This level of attention is new to Devonte Ross. He likely remembers the publicity that surrounded Trevor Lawrence in 2018, when Ross was a freshman at Georgia’s Cartersville High School. But not since transferring to Penn State in December had Ross commanded anything close.
Now, the cameras are flashing and the microphones are recording. It’s his time.
Lawrence was the gold standard at Cartersville. Ross could only watch in admiration as he began to piece together a noteworthy football career of his own. The original plan was to carve his path at Marshall. Then, he decommitted, signed with Kentucky, left and ultimately began his college career at Troy. It had been nothing like Lawrence’s journey.
But the dream of one day reaching the same heights Lawerence did at Clemson and beyond never faded. Ross blossomed into an All-Sun Belt wide receiver with the Trojans, doing enough to catch the eye of James Franklin. Suddenly, winning a national title and ultimately playing in the NFL had emerged as a realistic possibility.

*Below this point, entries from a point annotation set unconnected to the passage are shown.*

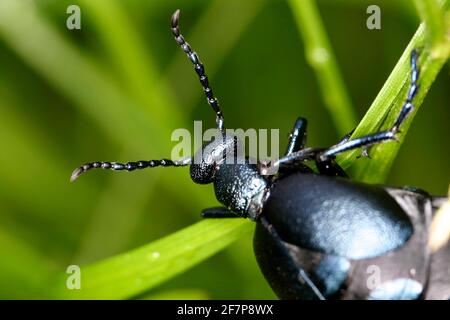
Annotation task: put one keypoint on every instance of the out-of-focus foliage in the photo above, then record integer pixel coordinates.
(116, 89)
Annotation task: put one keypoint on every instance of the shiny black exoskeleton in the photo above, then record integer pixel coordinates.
(319, 235)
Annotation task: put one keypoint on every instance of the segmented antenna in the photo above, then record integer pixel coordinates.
(199, 68)
(129, 166)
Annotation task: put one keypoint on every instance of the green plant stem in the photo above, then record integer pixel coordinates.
(430, 12)
(129, 274)
(320, 56)
(389, 101)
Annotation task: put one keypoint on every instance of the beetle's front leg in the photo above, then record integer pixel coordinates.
(218, 212)
(299, 274)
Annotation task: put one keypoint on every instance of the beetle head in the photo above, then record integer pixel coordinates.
(208, 159)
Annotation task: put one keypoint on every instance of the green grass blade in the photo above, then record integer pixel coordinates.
(139, 270)
(320, 56)
(430, 12)
(389, 102)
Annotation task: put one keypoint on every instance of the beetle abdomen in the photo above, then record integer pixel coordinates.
(336, 216)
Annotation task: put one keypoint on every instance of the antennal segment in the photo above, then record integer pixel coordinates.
(199, 68)
(129, 166)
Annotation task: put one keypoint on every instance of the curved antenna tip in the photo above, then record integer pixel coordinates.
(75, 174)
(175, 18)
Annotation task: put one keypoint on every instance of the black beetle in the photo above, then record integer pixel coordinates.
(320, 236)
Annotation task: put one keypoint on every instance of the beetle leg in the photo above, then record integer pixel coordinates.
(383, 136)
(218, 212)
(301, 273)
(297, 137)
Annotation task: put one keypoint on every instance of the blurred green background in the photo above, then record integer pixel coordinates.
(116, 89)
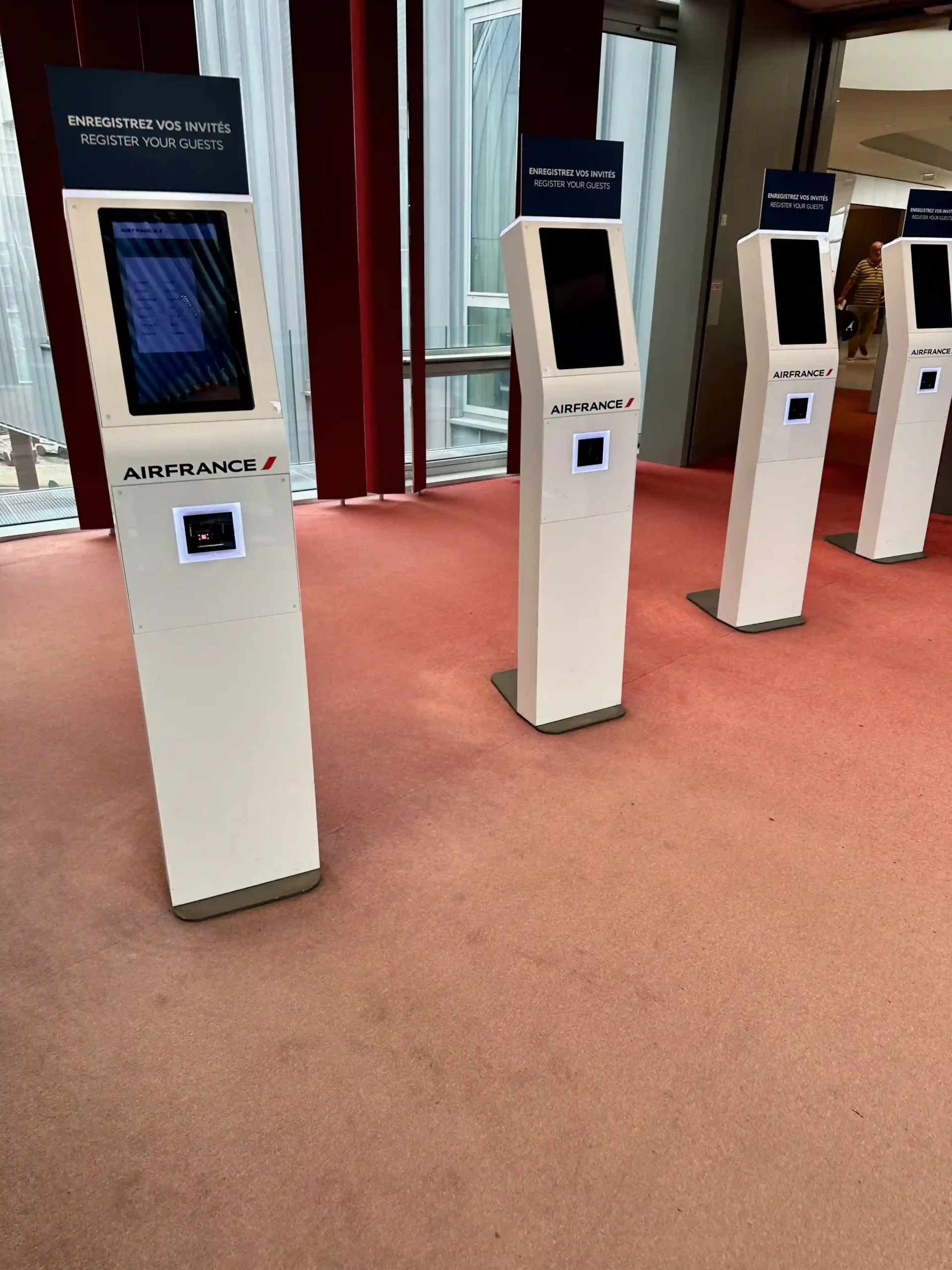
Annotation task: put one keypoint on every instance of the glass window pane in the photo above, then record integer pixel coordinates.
(35, 469)
(472, 97)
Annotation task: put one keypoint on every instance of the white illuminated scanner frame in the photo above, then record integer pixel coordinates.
(910, 423)
(783, 426)
(574, 516)
(220, 645)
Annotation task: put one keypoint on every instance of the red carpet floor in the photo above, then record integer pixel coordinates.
(672, 992)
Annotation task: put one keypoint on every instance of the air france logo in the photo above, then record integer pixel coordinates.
(593, 407)
(224, 466)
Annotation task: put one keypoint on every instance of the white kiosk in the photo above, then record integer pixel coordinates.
(790, 329)
(177, 330)
(574, 337)
(914, 403)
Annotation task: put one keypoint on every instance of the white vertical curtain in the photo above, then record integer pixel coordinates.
(250, 40)
(638, 76)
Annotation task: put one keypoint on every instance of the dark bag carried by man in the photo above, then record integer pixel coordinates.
(847, 324)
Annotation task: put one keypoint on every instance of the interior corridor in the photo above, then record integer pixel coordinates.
(673, 991)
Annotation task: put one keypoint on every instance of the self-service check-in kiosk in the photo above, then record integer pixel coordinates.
(792, 356)
(914, 399)
(197, 461)
(574, 337)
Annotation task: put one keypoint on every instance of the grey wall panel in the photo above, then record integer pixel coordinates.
(702, 78)
(765, 123)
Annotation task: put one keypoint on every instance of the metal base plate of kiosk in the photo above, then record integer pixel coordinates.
(708, 600)
(506, 684)
(249, 897)
(848, 543)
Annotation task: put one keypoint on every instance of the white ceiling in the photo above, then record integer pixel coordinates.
(894, 117)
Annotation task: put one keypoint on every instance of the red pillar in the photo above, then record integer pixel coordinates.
(377, 144)
(324, 112)
(418, 226)
(169, 37)
(107, 32)
(560, 60)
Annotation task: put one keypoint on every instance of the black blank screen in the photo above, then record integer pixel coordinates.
(933, 304)
(797, 287)
(177, 310)
(581, 286)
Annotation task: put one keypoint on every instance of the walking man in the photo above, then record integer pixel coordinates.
(866, 282)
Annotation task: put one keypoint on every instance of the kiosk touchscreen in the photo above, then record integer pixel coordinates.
(197, 461)
(578, 360)
(914, 403)
(790, 330)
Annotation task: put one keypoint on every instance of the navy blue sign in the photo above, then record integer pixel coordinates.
(135, 130)
(569, 177)
(930, 214)
(797, 201)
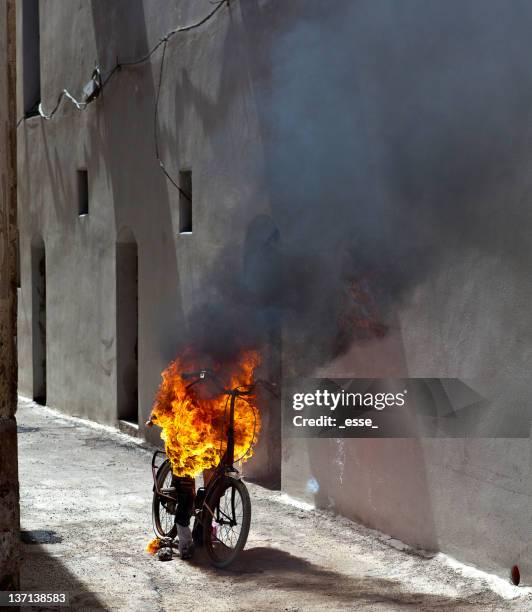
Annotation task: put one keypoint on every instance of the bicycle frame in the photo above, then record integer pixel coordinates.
(226, 463)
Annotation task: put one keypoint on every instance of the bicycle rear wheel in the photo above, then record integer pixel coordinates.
(226, 521)
(163, 510)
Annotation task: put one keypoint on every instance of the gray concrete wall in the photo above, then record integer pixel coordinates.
(9, 490)
(230, 85)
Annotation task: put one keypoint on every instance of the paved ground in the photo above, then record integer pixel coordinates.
(86, 495)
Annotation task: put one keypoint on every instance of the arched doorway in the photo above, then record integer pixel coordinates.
(38, 309)
(127, 328)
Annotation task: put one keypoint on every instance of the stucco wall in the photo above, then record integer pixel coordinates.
(467, 317)
(9, 490)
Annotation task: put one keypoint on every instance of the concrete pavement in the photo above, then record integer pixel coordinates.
(86, 519)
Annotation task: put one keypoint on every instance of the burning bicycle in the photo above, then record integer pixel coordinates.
(222, 509)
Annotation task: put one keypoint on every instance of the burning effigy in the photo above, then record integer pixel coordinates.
(193, 421)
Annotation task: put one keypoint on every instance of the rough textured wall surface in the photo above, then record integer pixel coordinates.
(9, 500)
(374, 106)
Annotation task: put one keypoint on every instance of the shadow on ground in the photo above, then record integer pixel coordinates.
(271, 568)
(43, 572)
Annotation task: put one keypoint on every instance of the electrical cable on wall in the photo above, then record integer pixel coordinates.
(96, 85)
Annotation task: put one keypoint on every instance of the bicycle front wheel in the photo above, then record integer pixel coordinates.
(226, 521)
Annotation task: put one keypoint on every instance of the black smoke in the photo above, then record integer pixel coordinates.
(395, 132)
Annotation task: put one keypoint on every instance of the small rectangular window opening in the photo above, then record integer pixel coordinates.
(31, 57)
(83, 192)
(185, 201)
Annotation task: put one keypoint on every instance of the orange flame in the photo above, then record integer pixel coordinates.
(194, 427)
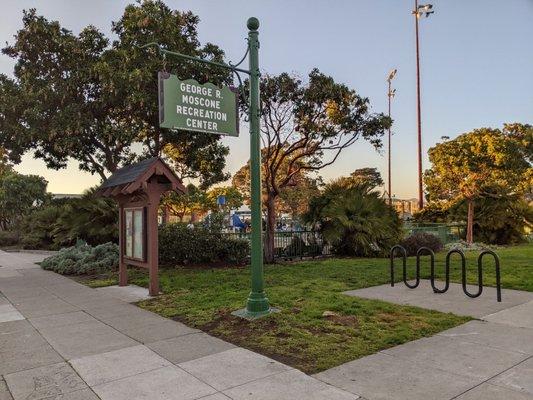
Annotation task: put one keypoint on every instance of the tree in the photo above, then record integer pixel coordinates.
(193, 202)
(356, 219)
(19, 194)
(499, 220)
(305, 127)
(234, 198)
(366, 177)
(478, 164)
(95, 100)
(293, 198)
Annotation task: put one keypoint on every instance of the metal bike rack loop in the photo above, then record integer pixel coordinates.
(403, 253)
(394, 249)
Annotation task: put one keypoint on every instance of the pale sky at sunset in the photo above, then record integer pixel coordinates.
(476, 62)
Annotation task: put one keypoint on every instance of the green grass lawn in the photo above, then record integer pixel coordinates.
(299, 335)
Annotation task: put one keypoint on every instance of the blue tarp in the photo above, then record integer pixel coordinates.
(236, 222)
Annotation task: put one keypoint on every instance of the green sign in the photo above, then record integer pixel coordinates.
(191, 106)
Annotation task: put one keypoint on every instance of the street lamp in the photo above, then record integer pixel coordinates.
(390, 94)
(420, 10)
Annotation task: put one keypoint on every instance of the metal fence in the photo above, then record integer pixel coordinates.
(447, 233)
(294, 244)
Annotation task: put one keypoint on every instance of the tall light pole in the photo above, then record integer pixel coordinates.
(419, 11)
(390, 94)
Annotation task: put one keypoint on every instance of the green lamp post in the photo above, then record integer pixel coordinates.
(257, 304)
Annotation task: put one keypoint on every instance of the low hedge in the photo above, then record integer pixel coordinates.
(179, 244)
(9, 238)
(83, 259)
(421, 239)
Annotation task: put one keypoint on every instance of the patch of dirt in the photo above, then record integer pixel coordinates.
(346, 320)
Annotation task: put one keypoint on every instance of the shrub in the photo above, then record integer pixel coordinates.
(355, 220)
(83, 259)
(464, 246)
(421, 239)
(61, 222)
(181, 245)
(9, 238)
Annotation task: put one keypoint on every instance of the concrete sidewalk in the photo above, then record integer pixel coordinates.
(62, 340)
(488, 359)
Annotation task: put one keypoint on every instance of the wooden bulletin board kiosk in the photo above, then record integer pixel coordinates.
(138, 188)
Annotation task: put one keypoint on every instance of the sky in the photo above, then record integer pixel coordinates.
(476, 65)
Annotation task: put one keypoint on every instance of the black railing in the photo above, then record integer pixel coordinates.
(294, 244)
(427, 251)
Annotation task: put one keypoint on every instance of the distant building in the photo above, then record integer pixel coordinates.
(404, 207)
(66, 196)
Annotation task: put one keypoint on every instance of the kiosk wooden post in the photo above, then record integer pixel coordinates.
(137, 188)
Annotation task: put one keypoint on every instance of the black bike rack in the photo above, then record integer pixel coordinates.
(427, 251)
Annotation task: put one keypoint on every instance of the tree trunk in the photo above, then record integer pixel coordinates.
(270, 228)
(470, 222)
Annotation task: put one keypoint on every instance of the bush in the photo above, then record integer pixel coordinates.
(83, 259)
(9, 238)
(356, 221)
(464, 246)
(421, 239)
(181, 245)
(61, 222)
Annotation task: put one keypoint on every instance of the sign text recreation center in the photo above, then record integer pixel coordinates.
(191, 106)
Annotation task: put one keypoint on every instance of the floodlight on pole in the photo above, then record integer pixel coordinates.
(419, 11)
(390, 94)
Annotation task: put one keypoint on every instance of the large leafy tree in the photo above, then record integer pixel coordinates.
(19, 194)
(355, 218)
(484, 163)
(95, 100)
(305, 126)
(293, 197)
(193, 202)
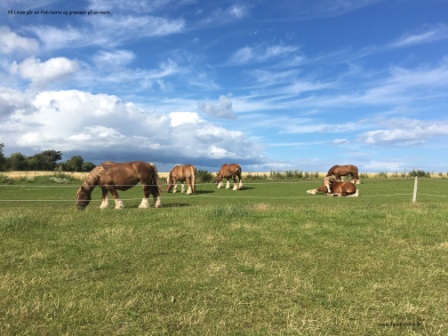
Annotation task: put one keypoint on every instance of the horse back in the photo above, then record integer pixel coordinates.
(230, 170)
(332, 170)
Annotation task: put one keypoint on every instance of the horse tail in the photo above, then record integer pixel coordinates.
(356, 194)
(193, 178)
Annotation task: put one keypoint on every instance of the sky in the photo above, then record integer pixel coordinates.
(271, 85)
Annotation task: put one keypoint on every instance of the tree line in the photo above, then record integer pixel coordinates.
(46, 160)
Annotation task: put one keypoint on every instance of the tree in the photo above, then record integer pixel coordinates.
(73, 164)
(88, 166)
(17, 161)
(45, 160)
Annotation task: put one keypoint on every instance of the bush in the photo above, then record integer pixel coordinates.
(419, 173)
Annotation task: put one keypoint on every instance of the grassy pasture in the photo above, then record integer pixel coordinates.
(267, 260)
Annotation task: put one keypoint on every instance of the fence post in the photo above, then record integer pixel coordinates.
(414, 196)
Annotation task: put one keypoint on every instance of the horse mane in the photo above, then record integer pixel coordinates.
(93, 177)
(156, 178)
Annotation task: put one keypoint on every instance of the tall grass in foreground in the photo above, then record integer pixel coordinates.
(265, 260)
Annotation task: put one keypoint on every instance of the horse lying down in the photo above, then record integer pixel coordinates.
(332, 187)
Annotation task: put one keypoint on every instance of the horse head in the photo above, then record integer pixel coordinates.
(83, 197)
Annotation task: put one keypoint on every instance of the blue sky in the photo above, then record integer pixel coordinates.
(285, 85)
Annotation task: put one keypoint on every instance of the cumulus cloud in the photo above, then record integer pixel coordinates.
(223, 109)
(103, 127)
(260, 54)
(10, 41)
(40, 73)
(429, 34)
(405, 132)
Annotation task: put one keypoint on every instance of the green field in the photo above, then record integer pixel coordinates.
(266, 260)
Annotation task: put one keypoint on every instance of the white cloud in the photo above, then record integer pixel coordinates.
(405, 132)
(103, 126)
(223, 109)
(429, 34)
(260, 54)
(184, 118)
(113, 58)
(40, 73)
(10, 41)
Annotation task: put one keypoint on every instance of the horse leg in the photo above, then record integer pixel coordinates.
(154, 191)
(235, 186)
(228, 184)
(312, 191)
(240, 184)
(174, 186)
(118, 202)
(144, 204)
(105, 199)
(189, 190)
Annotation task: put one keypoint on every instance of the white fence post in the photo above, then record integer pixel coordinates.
(414, 196)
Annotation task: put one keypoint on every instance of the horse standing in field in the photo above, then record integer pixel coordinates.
(111, 176)
(346, 170)
(185, 173)
(228, 171)
(332, 187)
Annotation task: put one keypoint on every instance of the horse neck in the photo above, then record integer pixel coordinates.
(88, 187)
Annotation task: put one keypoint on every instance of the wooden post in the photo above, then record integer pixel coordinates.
(414, 196)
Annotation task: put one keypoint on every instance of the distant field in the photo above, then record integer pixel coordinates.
(266, 260)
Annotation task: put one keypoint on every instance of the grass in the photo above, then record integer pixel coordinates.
(266, 260)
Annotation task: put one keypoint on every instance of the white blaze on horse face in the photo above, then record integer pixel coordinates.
(144, 204)
(104, 203)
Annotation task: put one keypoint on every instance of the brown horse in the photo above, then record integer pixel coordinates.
(228, 171)
(185, 173)
(332, 187)
(111, 176)
(346, 170)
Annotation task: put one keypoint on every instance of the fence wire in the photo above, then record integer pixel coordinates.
(232, 196)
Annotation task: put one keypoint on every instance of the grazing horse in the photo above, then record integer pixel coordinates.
(185, 173)
(111, 176)
(228, 171)
(339, 171)
(332, 187)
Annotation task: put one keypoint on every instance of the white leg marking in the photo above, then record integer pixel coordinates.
(104, 203)
(119, 204)
(144, 204)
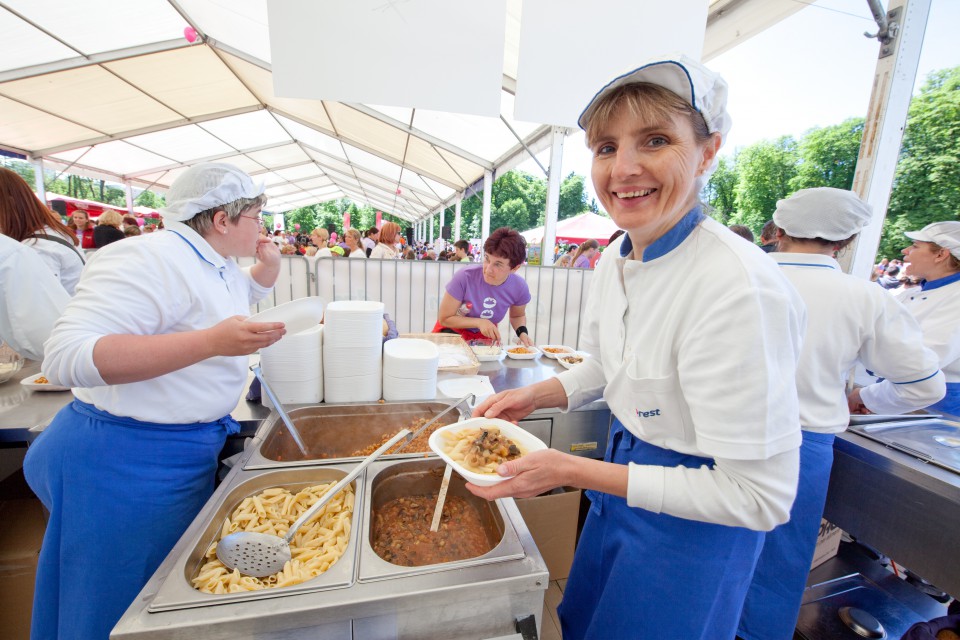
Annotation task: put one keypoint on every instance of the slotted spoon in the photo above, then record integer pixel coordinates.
(261, 554)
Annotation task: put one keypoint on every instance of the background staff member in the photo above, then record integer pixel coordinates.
(934, 256)
(695, 337)
(156, 367)
(478, 297)
(849, 320)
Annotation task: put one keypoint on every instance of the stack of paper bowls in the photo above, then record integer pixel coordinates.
(293, 367)
(410, 369)
(352, 345)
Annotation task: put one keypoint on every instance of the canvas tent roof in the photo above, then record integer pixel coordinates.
(577, 229)
(113, 90)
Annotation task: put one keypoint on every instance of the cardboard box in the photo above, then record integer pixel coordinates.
(828, 542)
(552, 520)
(21, 533)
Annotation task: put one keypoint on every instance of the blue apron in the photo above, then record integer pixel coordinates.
(951, 402)
(120, 493)
(638, 574)
(773, 601)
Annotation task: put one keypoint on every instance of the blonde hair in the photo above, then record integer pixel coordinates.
(110, 218)
(646, 102)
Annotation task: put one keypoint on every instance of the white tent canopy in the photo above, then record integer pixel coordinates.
(113, 90)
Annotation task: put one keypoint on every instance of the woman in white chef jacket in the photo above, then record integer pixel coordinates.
(850, 320)
(156, 367)
(934, 257)
(694, 337)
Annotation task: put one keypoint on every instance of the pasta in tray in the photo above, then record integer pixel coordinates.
(480, 449)
(314, 549)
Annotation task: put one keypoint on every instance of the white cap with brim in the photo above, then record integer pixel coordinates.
(205, 186)
(824, 212)
(700, 87)
(943, 234)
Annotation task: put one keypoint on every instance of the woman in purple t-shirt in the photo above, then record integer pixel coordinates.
(478, 297)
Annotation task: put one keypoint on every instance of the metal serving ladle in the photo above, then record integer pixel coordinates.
(279, 407)
(261, 554)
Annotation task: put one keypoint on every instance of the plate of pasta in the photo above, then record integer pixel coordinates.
(520, 352)
(39, 382)
(476, 447)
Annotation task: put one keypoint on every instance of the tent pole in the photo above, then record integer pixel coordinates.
(553, 196)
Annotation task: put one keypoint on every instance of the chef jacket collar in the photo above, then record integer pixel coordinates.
(668, 241)
(804, 260)
(200, 246)
(929, 285)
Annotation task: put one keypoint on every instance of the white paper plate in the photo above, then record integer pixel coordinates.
(524, 439)
(563, 362)
(298, 315)
(459, 386)
(31, 383)
(566, 350)
(534, 352)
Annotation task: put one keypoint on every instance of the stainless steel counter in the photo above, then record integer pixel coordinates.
(902, 506)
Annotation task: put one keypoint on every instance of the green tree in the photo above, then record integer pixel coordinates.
(927, 182)
(720, 192)
(764, 172)
(828, 156)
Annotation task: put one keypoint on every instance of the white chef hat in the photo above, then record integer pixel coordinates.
(824, 212)
(205, 186)
(944, 234)
(700, 87)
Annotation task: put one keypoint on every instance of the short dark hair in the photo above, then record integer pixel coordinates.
(769, 232)
(507, 243)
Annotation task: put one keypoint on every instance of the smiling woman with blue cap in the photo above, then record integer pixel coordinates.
(850, 320)
(694, 336)
(156, 364)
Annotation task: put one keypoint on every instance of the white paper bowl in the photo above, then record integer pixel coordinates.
(534, 352)
(566, 350)
(525, 440)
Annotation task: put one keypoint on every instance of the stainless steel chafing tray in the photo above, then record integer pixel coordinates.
(177, 591)
(332, 433)
(388, 481)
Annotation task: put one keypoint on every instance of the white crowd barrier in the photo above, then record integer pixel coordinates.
(411, 291)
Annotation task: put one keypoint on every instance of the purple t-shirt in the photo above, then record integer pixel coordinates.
(481, 300)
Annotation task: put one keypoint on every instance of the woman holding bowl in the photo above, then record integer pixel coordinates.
(694, 337)
(156, 367)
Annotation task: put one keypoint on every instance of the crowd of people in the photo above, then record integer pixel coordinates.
(726, 394)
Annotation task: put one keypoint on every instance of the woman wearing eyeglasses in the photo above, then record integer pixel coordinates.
(156, 368)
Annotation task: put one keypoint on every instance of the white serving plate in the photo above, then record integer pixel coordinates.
(534, 352)
(568, 365)
(567, 350)
(31, 383)
(298, 315)
(487, 353)
(524, 439)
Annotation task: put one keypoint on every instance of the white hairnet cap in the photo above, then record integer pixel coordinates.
(824, 212)
(207, 185)
(943, 234)
(703, 89)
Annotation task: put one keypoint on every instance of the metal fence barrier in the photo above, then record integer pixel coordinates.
(411, 291)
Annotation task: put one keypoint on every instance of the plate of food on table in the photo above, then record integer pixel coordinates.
(556, 350)
(521, 352)
(39, 382)
(476, 447)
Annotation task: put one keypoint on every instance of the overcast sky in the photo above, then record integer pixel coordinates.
(813, 69)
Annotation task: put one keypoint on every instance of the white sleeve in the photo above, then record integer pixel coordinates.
(33, 300)
(108, 302)
(911, 371)
(756, 494)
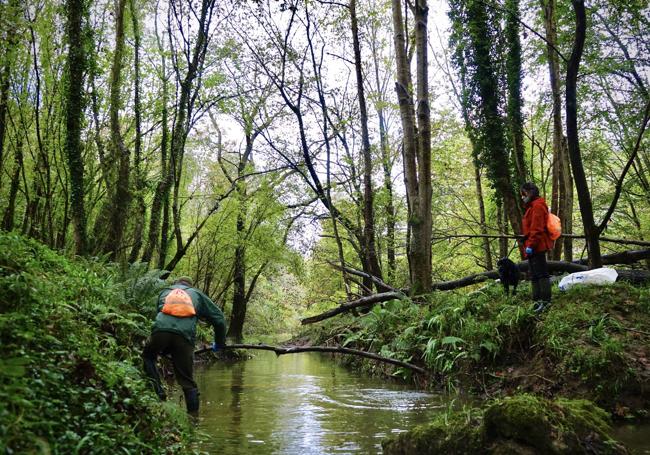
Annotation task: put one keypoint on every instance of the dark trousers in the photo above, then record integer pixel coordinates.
(538, 266)
(182, 353)
(539, 277)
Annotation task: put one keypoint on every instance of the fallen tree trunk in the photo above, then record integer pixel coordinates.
(281, 350)
(627, 257)
(521, 237)
(362, 302)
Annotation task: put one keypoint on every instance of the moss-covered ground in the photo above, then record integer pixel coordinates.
(70, 339)
(524, 424)
(592, 344)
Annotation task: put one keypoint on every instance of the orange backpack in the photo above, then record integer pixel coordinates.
(553, 226)
(179, 303)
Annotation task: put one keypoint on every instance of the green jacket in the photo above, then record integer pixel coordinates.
(205, 309)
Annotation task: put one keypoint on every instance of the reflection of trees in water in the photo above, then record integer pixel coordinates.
(236, 390)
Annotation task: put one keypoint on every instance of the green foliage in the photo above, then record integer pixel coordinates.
(584, 337)
(70, 380)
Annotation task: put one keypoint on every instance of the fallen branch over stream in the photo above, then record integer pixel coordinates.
(362, 302)
(626, 257)
(281, 350)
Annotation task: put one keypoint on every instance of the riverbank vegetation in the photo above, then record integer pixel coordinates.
(590, 343)
(70, 373)
(297, 157)
(523, 424)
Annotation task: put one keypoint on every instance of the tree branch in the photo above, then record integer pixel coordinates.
(520, 237)
(280, 350)
(363, 301)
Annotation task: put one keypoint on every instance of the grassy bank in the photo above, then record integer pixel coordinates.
(70, 376)
(592, 342)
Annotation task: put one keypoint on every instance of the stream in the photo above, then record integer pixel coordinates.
(303, 404)
(307, 404)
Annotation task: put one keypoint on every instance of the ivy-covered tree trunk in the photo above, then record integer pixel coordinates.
(487, 250)
(473, 36)
(562, 187)
(416, 144)
(140, 208)
(158, 221)
(582, 187)
(239, 300)
(369, 248)
(513, 79)
(74, 112)
(11, 12)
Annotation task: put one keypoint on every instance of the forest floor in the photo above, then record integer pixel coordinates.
(71, 334)
(547, 383)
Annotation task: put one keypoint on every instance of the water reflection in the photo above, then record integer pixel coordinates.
(303, 404)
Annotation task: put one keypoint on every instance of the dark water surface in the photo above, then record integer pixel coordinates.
(303, 404)
(307, 404)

“I feel like a lot of times it still really hasn’t even hit me, just that I’m really at a school like this, knowing how far they got last year,” Ross said after practice on Wednesday. “Since I’ve been a kid, I always wanted to play in the national championship. That’s something that every team wants to do, wants to win a national championship. But it’s just crazy I could compete for something like that on a team like this.”
Sometimes, it doesn’t feel real. Ross is a month removed from the most concrete conditioning program of his life, adding girth to a slim build in a weight room that recently underwent a makeover as part of $48 million renovation, completed in 2022. Then he took the practice field, catching passes from Drew Allar, a quarterback poised to become an NFL starter.
And Ross isn’t just there to soak in the experience. He’s been asked to spearhead the reconstruction of a wide receiver corps that has lacked star power over each of the previous two seasons. Ross is quick and agile. He could perhaps be the missing piece that has held Allar and the Nittany Lions back from their true potential.
“When you get the ball in Devonte’s hands, he can make a lot of guys miss in open space, which we need,” Allar said on Tuesday. “He’s done a really phenomenal job throughout this spring so far.”
It was his ability to turn nothing into something that originally caught Franklin’s eye. Ross caught five passes for 142 yards and two touchdowns at Iowa last season, and also returned a punt for a score. Franklin and offensive coordinator Andy Kotelnicki watched the game film and were hooked. Ross was hardly touched by one of the nation’s most consistently dominant defenses.
“He’s really got some elite change of direction as a player,” Kotelnicki said. “His ability to accelerate, decelerate is pretty special and unique, and that shows up on film. And back when we were first recruiting him, evaluating him, that’s shown up here.”
There’s a sense of humility that Ross carries with him. His performance against the Hawkeyes was just another game for him, despite it potentially landing him a spot on a Big Ten team. Ross thanks his former teammates for their help that day. But, through it all, there’s a fire burning inside the once unranked receiver to make his mark and leave a legacy like Lawrence did.
What exactly does Ross want to prove?
“That I’m one of the best players in the country, one of the best receivers in the country,” Ross said. “That I can play at this level, adjusting from coming from a small school and just showing that I can be successful at this level.”